Well, that and people who’ve never been to college and make $35k a year doing “menial” labor will be paying inflated tuition to richly endowed universities (through taxes) to “educate” people who will (supposedly) be making $125k a year — unless they’re anthropology majors who end up working at Starbucks. Not that there’s anything wrong with that.
Has no one ever heard of debt jubilee? At this point, out unfettered credit industry faces so little repercussions for bad investments, they create debt slaves willy nilly and if something borks, why they’re too big to fail!
How is it that we can’t actually give an honest hearing to something like debt jubilee, how cyclical debt cancellation would affect credit awards?
Our system is dealing with low employment and wage earners by throwing credit and welfare at people to “stimulate” the pockets of an ever smaller group of capital holders.
Since the debt is held by many different countries, let alone individuals, how do they part out that coin?
Also reminds me of The Simpsons where Mr Burns originally gets his wealth by purloining a special billion-dollar “bill” or something, that had been specially printed to pay off war debt or something.
Many of our problems are due to the fact that those who set and enforce policy pay no price for being wrong.
I worked hard for a couple of decades to become completely debt-free, so you’ll have to give me a couple of years to run up credit bills like crazy before the jubilee date.
I think everyone who didn’t borrow money to go to college should do it now. (Most state schools have to accept you if you graduated high school.) And then just never make a payment.
On the somewhat pedantic side, I’ll note that part of my IRA is invested in some debt funds.
Rep. Presley, if borrowers are relieved of the obligation to pay back the loans they took out, I’m going to have less money to put back into my community. Somebody’s community put up the loan in the first place, does not have the loan money while the debt remains unpaid, andis expecting to be the recipient of the repayment. Many landlords to whom rent is owed are local firefighters, teachers, engineers, and other people.

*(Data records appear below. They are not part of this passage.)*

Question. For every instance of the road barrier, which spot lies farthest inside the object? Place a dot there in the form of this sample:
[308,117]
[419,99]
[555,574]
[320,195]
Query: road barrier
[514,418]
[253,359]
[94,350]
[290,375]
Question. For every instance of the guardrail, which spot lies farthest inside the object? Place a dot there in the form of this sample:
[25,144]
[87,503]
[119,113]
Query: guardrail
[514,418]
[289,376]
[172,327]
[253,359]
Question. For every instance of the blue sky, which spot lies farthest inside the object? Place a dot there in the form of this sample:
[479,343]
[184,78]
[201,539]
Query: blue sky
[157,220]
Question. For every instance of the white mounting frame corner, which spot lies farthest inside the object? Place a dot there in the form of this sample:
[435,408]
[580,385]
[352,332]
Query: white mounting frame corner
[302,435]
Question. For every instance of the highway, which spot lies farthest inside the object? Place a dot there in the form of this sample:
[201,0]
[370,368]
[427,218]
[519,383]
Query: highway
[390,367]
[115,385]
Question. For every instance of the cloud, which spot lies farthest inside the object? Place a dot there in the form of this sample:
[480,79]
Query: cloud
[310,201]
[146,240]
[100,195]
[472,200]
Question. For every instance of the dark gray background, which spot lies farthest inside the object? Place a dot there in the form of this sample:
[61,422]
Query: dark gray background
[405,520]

I think everyone’s takeaway from this should be to invest in skills – real skills. Money is so meaningless. When the bill finally comes due for all of this crap, we are going to see economic catastrophe. Learn how to grow food. Teach yourself how to make shotgun shells. That kind of stuff is real currency. (I’m in the early stages of beekeeping, good times!)
The kids coming out of these schools are screwed. They have no usable skills whatsoever. They have sociology degrees, but can’t change oil, don’t know how to use power tools, and only eat takeout. It’s sad.
A cyclical jubilee should see an uptick in borrowing at the start of the cycle, with shortened terms, and a decrease in lending at the end of a cycle. It should result in a more naturally occurring inflation/deflation cycle, allowing asset rich people to benefit at the start of a cycle and the cash rich to benefit at the end of a cycle.
This isn’t about running up debt to take advantage of the lenders, but to bring some balance to a system where the lenders never face the consequences of predatory lending.
These kids never should have been given loans in the first place – they were bad investments. But the creditors are never going to feel the pain of betting on a bad investment because we will keep protecting them over giving any kind of grace to a generation that can’t move forward.
If you don’t want to go the grace route, than offer an idea that does bring the risk back to the lender.
IIRC and continuing the fantasy, once the trillion is deposited in a bank, that bank distributes the money to various accounts. I didn’t bother to read the linked article. I just looked up the Krugman quote.